Structural steelwork design and in principle verification of whole scheme


Butterley Engineering

End client

British Waterways


Structural Steel Design Awards 2002, ICE Brunel Medal 2002, Civic Trust Award, Saltire Society Award 2005, FIDIC Major Civil Engineering Project of the Last 100 Years 2013

For more than a century, the Forth and Clyde Canal, and Union Canal were joined by a flight of locks at Falkirk, Scotland.

The locks closed in 1933, and the client, British Waterways Scotland, had a desire to make the rejuvenated locks a grand engineering statement - more than just an unusual boat lift. The result, The Falkirk Wheel, became the world’s first and only rotating boatlift.

Working with Architect RMJM, and the whole design team, Tony Gee developed the design into a visual incarnation combining Celtic and maritime imagery with 21st century engineering.
We were retained by main steelwork contractor Butterley Engineering to design the 1300T of structural steelwork forming the gondola pools, rotating arms and axle.

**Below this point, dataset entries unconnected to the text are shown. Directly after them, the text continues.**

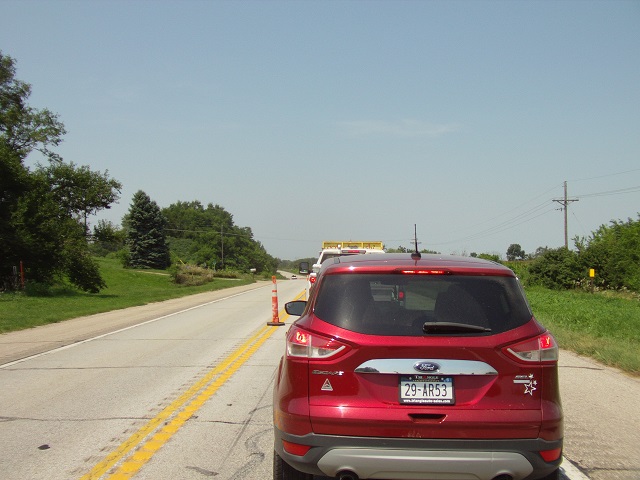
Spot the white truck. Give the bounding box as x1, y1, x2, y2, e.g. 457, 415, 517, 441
305, 241, 385, 297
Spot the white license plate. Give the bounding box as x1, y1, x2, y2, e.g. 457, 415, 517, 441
399, 375, 455, 405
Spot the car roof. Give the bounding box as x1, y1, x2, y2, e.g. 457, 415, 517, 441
319, 253, 515, 277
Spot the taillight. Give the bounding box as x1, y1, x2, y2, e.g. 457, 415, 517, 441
504, 333, 559, 363
286, 327, 348, 359
539, 447, 562, 462
282, 440, 312, 456
309, 274, 317, 284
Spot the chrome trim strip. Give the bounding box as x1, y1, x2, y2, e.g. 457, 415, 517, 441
354, 358, 497, 375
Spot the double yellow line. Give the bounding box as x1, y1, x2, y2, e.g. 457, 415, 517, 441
81, 322, 285, 479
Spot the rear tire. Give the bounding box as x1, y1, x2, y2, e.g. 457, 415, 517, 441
273, 450, 313, 480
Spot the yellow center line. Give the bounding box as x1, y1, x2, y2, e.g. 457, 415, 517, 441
79, 301, 297, 480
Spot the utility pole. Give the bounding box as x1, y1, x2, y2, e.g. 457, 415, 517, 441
553, 181, 579, 249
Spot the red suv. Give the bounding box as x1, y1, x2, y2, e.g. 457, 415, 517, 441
273, 254, 563, 480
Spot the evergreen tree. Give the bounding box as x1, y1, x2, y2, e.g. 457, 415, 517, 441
126, 191, 171, 269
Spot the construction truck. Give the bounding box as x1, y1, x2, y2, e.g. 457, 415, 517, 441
305, 241, 385, 297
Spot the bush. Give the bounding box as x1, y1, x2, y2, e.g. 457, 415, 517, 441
576, 217, 640, 292
527, 247, 580, 290
169, 264, 241, 286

The Wheel has a diameter of 35m, comprising a pair of clawed arms rotating on a 3.5m diameter axle. A pair of 25m long 300 cubic metre water filled gondolas act as containers for lifting boats the 24m vertical step between the canals. Boats entering the Wheel’s upper gondola are lowered, along with the water that they float in, to the basin below. At the same time, an equal weight rises up, lifted in the other gondola, utilising Archimedes’ principle of displacement. The mass of the boat sailing into the gondola displaces an exactly proportional volume of water so that the final combination of ‘boat plus water’ balances the original total mass.

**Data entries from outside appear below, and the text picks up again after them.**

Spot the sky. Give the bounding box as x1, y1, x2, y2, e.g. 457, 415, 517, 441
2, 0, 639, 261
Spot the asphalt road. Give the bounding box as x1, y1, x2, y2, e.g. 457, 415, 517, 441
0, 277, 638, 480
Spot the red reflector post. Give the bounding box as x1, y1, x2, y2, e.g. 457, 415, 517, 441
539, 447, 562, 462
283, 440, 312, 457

The uniqueness of the structure required innovative and unconventional design methods. UK design codes for bridges, buildings and floating vessels were utilised, as well as Norwegian, German and American codes for such criteria as thin-walled cylinder behaviour, barge impact and constrained ice loading. The Wheel was analysed using finite element techniques including non-linear solid continuum modelling for movement sensitive connections.The rotation of the wheel undergoes full directional reversal up to 40 times per day. Consequently, fatigue became a driving influences on the design.

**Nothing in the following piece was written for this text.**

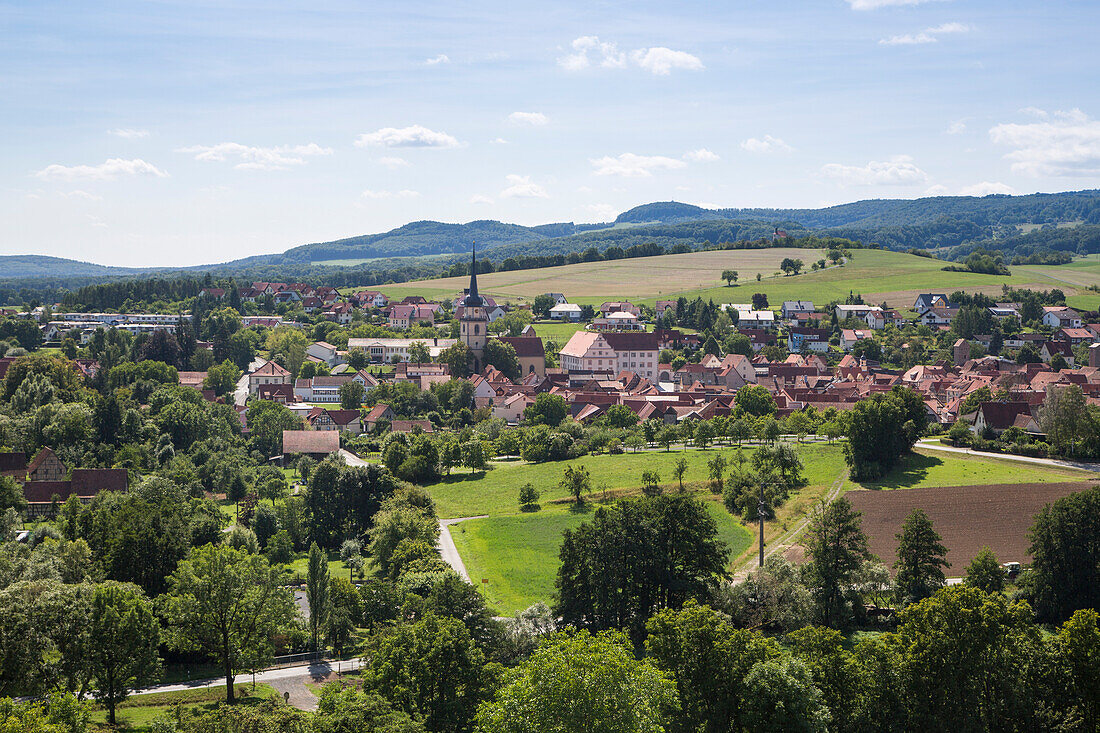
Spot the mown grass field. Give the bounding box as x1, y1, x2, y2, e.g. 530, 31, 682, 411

Wind effects and thermal movements became the principal “live” loads on the wheel (it is designed to resist a 120-year return period Scottish Storm and operate in Beaufort 6 speeds) and placed it beyond the scope of codified recommendations. So, a 1:50 scale model was built and wind-tunnel tested to provide reassurance that the assumed loads and behaviour were reasonable.
Former ICE President, George Fleming described the Wheel as “a triumph for civil, structural and mechanical engineering”.